TIML’s investment professionals regularly engage with companies seeking to improve shareholder value, specifically the value of clients’ investments. Engagement activities in some instances are conducted on a one-to-one basis with company management or members of the board of directors.


7.    manages actual and potential conflicts of interests in relation to TIML’s engagement.

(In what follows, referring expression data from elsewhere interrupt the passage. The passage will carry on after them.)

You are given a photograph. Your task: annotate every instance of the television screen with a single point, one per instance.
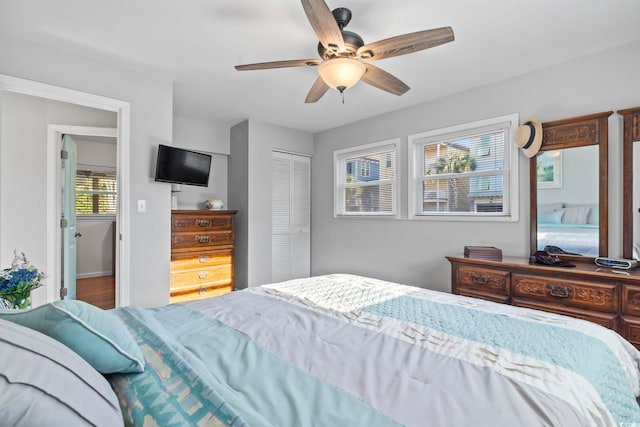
(180, 166)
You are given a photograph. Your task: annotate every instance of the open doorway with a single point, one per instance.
(89, 214)
(25, 143)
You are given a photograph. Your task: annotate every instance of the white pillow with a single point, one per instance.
(576, 214)
(44, 383)
(549, 207)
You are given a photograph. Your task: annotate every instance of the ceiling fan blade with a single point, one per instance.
(324, 24)
(279, 64)
(316, 92)
(406, 43)
(382, 80)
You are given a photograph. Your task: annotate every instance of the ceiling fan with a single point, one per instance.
(343, 53)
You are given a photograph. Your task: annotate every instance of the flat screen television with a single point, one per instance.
(180, 166)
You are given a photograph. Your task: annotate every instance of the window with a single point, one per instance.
(96, 192)
(366, 180)
(465, 172)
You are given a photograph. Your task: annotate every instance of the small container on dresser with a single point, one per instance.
(608, 297)
(202, 254)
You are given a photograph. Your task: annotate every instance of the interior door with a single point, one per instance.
(290, 216)
(68, 220)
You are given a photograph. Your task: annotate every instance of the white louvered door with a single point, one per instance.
(291, 217)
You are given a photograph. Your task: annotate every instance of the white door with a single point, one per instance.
(68, 220)
(290, 217)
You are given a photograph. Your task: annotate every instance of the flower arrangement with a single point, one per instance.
(17, 282)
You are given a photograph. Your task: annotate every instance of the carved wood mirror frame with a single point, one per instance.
(580, 131)
(630, 134)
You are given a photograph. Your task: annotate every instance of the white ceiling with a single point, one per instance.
(196, 43)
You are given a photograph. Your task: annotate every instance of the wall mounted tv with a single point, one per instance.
(180, 166)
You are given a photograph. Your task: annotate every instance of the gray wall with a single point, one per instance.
(150, 98)
(253, 142)
(413, 252)
(208, 137)
(238, 181)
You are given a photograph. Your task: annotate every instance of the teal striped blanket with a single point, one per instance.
(344, 350)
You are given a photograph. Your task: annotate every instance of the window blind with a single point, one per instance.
(96, 193)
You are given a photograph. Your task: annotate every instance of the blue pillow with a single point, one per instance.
(43, 383)
(554, 217)
(98, 336)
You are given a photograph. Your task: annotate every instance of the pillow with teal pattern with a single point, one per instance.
(96, 335)
(554, 217)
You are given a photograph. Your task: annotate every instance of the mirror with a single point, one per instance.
(630, 180)
(569, 188)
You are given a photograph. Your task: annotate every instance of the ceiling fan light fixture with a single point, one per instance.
(341, 73)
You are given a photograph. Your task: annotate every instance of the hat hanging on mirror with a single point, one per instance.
(529, 137)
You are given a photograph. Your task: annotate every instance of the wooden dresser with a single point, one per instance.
(202, 244)
(601, 295)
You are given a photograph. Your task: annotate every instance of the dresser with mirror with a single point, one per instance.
(569, 216)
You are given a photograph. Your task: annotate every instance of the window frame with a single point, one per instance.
(510, 184)
(97, 169)
(340, 185)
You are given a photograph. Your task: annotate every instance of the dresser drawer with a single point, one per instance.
(575, 293)
(197, 222)
(482, 279)
(191, 260)
(607, 320)
(502, 299)
(630, 330)
(199, 293)
(197, 241)
(183, 280)
(631, 299)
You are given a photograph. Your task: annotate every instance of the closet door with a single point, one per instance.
(291, 217)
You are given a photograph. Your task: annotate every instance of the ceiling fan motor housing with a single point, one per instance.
(352, 42)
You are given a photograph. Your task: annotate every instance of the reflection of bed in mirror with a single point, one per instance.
(572, 229)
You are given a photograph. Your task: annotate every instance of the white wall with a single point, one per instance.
(23, 135)
(253, 142)
(150, 98)
(580, 178)
(413, 252)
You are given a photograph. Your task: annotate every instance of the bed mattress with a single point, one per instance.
(344, 350)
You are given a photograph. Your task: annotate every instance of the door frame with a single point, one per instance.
(54, 163)
(123, 111)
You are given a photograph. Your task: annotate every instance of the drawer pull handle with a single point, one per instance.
(203, 239)
(480, 279)
(559, 291)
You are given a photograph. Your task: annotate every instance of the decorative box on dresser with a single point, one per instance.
(608, 297)
(202, 247)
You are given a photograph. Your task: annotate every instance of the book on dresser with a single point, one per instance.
(490, 253)
(202, 254)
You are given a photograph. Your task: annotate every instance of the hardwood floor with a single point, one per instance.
(98, 291)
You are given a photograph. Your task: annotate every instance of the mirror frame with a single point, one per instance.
(630, 134)
(579, 131)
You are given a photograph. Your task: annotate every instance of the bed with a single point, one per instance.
(345, 350)
(572, 228)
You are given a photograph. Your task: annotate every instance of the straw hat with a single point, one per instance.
(529, 137)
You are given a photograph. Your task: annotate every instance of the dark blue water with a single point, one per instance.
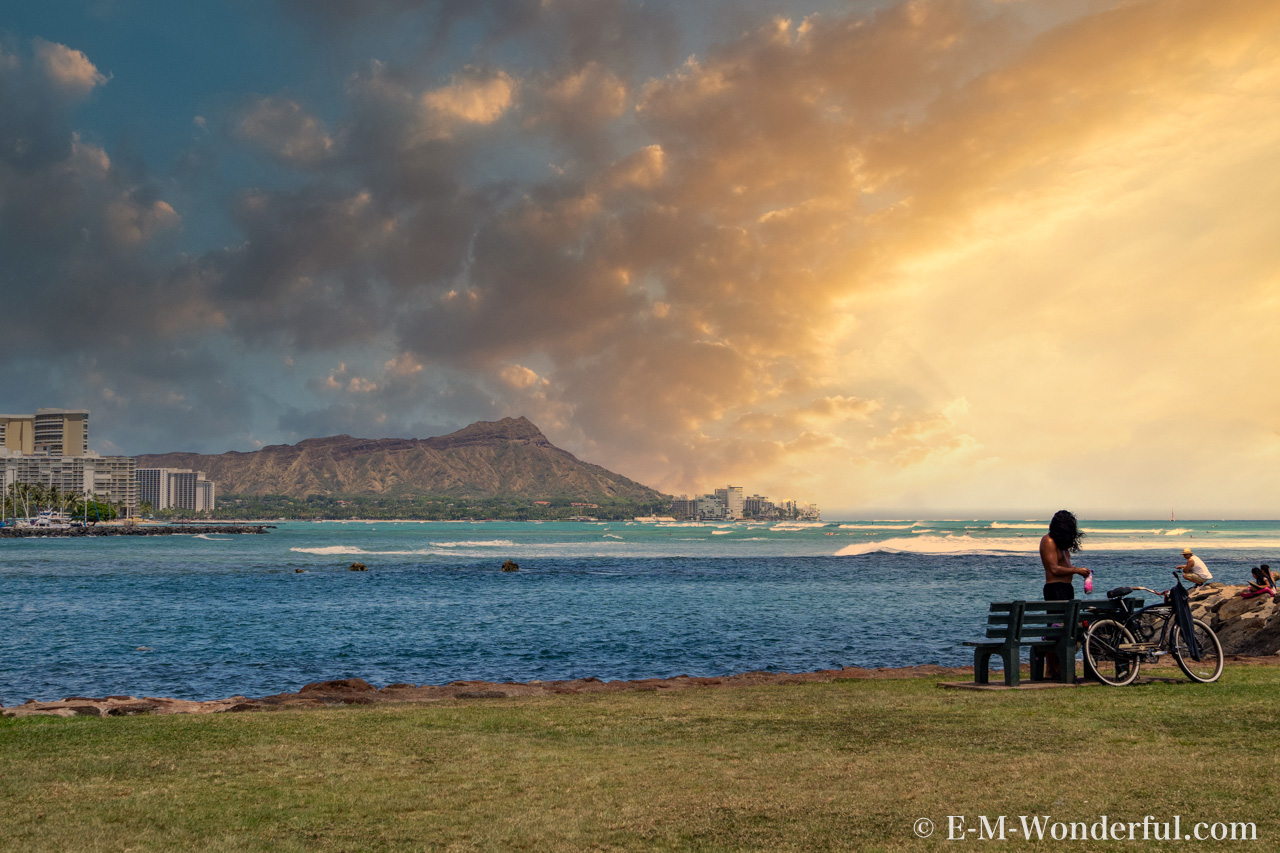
(214, 617)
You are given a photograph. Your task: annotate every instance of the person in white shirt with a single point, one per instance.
(1194, 569)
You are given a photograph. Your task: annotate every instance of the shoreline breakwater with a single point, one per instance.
(132, 530)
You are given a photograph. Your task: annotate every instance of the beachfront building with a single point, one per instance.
(54, 432)
(684, 507)
(732, 500)
(106, 478)
(711, 507)
(174, 488)
(758, 506)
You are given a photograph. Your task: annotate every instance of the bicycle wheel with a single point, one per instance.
(1102, 651)
(1210, 666)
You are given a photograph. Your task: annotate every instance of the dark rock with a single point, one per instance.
(246, 706)
(480, 694)
(341, 685)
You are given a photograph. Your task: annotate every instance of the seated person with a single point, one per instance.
(1262, 584)
(1194, 569)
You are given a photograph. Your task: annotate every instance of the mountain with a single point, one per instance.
(508, 457)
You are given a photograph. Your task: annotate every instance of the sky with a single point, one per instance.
(901, 259)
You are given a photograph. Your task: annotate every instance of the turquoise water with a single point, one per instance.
(213, 616)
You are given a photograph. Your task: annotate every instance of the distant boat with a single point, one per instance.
(50, 520)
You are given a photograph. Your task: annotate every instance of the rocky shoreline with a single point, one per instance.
(1248, 629)
(320, 694)
(1243, 625)
(133, 530)
(342, 692)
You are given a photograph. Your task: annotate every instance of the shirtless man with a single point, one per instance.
(1194, 569)
(1056, 546)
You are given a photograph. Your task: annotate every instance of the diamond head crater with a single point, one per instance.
(504, 469)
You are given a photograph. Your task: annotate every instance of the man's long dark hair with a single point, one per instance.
(1064, 532)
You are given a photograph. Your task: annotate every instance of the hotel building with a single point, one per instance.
(176, 488)
(56, 432)
(106, 478)
(51, 448)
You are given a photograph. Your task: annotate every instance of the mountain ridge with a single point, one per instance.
(508, 457)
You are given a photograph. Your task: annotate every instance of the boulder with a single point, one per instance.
(1243, 625)
(339, 685)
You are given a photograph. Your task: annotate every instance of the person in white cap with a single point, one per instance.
(1194, 569)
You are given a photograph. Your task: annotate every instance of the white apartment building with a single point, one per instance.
(176, 488)
(732, 500)
(55, 432)
(106, 478)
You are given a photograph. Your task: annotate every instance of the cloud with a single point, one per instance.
(470, 99)
(784, 259)
(69, 71)
(283, 129)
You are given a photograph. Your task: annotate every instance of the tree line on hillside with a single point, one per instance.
(27, 500)
(424, 509)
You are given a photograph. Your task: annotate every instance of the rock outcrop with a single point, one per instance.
(507, 457)
(320, 694)
(1243, 625)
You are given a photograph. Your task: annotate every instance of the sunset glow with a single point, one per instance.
(926, 258)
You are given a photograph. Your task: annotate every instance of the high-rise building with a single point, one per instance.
(711, 507)
(732, 500)
(106, 478)
(56, 432)
(174, 488)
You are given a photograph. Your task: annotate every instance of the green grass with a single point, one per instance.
(846, 765)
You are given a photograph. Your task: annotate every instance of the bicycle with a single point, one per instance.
(1116, 648)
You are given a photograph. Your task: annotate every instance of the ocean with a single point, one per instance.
(211, 616)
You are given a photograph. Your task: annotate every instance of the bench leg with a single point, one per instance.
(1013, 676)
(1065, 664)
(981, 662)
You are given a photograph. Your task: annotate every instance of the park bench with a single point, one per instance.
(1047, 628)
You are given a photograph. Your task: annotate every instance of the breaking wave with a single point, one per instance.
(475, 543)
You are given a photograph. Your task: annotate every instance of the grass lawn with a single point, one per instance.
(846, 765)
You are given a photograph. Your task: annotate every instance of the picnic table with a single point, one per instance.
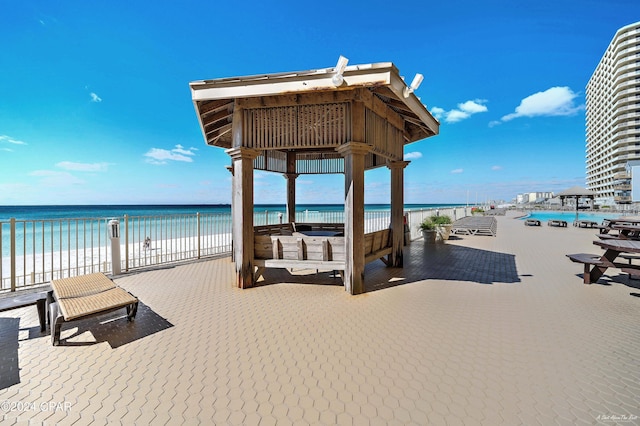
(595, 266)
(610, 224)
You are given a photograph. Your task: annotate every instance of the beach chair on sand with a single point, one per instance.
(85, 296)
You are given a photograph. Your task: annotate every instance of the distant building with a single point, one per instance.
(613, 118)
(533, 197)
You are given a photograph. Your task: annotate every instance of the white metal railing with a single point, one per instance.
(33, 252)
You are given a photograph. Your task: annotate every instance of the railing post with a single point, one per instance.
(13, 253)
(198, 222)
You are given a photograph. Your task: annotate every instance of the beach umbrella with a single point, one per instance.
(576, 192)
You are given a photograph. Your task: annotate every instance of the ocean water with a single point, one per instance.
(118, 211)
(48, 229)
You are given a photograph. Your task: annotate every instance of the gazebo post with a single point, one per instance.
(291, 177)
(353, 153)
(397, 210)
(242, 202)
(230, 169)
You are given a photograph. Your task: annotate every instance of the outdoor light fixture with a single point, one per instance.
(414, 85)
(340, 67)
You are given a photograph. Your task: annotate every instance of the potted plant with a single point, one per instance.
(429, 231)
(443, 225)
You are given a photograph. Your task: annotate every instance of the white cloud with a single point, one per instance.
(83, 167)
(53, 178)
(9, 139)
(556, 101)
(160, 156)
(464, 111)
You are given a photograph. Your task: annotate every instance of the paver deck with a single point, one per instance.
(480, 330)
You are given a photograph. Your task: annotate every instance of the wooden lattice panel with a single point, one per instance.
(298, 126)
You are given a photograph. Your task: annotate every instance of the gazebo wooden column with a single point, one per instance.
(291, 176)
(242, 202)
(397, 210)
(353, 153)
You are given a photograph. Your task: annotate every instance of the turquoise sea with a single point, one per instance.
(115, 211)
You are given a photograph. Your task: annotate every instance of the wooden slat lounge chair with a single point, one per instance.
(85, 296)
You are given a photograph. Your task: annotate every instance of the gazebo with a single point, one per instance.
(344, 119)
(576, 192)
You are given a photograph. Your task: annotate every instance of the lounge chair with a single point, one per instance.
(85, 296)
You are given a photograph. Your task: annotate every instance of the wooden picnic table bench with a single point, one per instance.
(557, 223)
(596, 265)
(585, 223)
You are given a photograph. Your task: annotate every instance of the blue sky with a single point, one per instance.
(95, 106)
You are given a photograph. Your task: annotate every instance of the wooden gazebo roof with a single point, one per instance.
(307, 113)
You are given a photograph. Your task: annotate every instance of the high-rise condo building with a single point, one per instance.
(613, 118)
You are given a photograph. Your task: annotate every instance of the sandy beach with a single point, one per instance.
(479, 330)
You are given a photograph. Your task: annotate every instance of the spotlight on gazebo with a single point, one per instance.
(417, 80)
(340, 67)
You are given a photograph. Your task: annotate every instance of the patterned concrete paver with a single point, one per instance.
(480, 330)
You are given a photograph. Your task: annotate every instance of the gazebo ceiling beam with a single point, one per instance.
(216, 119)
(217, 133)
(205, 107)
(279, 85)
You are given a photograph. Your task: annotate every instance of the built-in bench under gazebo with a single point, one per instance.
(345, 119)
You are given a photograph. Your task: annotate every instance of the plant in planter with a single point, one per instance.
(429, 231)
(443, 225)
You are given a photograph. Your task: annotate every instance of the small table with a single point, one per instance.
(27, 299)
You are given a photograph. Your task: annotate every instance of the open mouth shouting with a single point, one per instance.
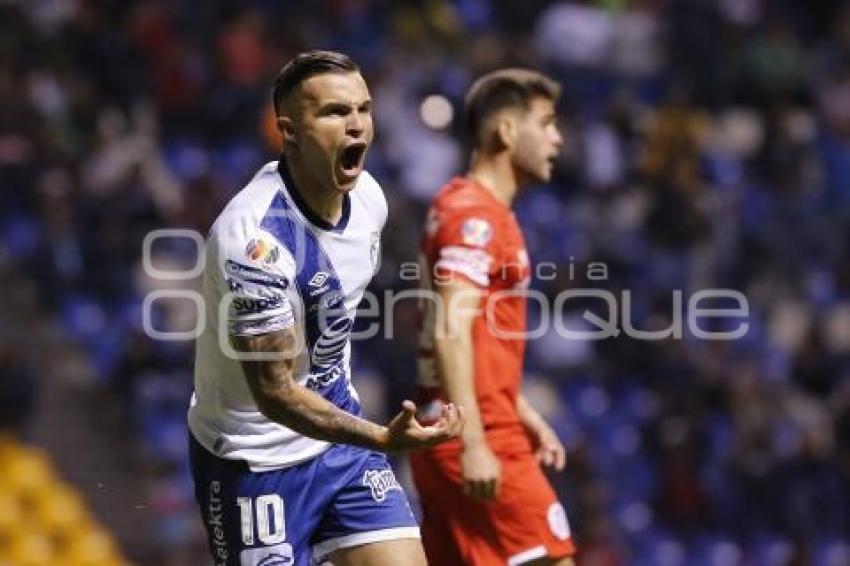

TIML as an investment firm is aware that conflicts of interest may arise when assessing whether and how to engage with companies. The Firm has a Conflict of Interest Policy in place to help define limitations, the need for robust internal processes and procedures to mitigate the risk of conflicts, as well as the disclosure being the last resort for instances in which potential or actual conflicts are unable to be effectively managed internally. Said policy shall apply to the Firm’s engagement and any proxy voting activity.
TIML must publicly disclose on an annual how its engagement policy has been implemented and shall disclose a general description of voting behaviour, an explanation of the most significant votes and report on the use of the services of proxy advisors. The disclosure must include details of how votes have been cast, unless they are insignificant due to the subject matter of the vote or to the size of the holding in the company.

Procedure
 

The disclosures mentioned above will be made available on the firm’s website and reviewed and updated at least annually.
 

Disclosure

The firm considers voting rights as an important expression of our stewardship responsibilities and our broader approach to responsible investing. To ensure diligent stewardship of investor capital, we will consider each vote on an individual basis and vote in-line with both our investors interests and our investment strategy. We retain the right to vote against proposals we deem to be inappropriate or not in the interest of our investors. During the past year we have not made held significant voting power in an issuer that (more than 5% of the outstanding voting rights) that would warrant a full voting disclosure in this policy.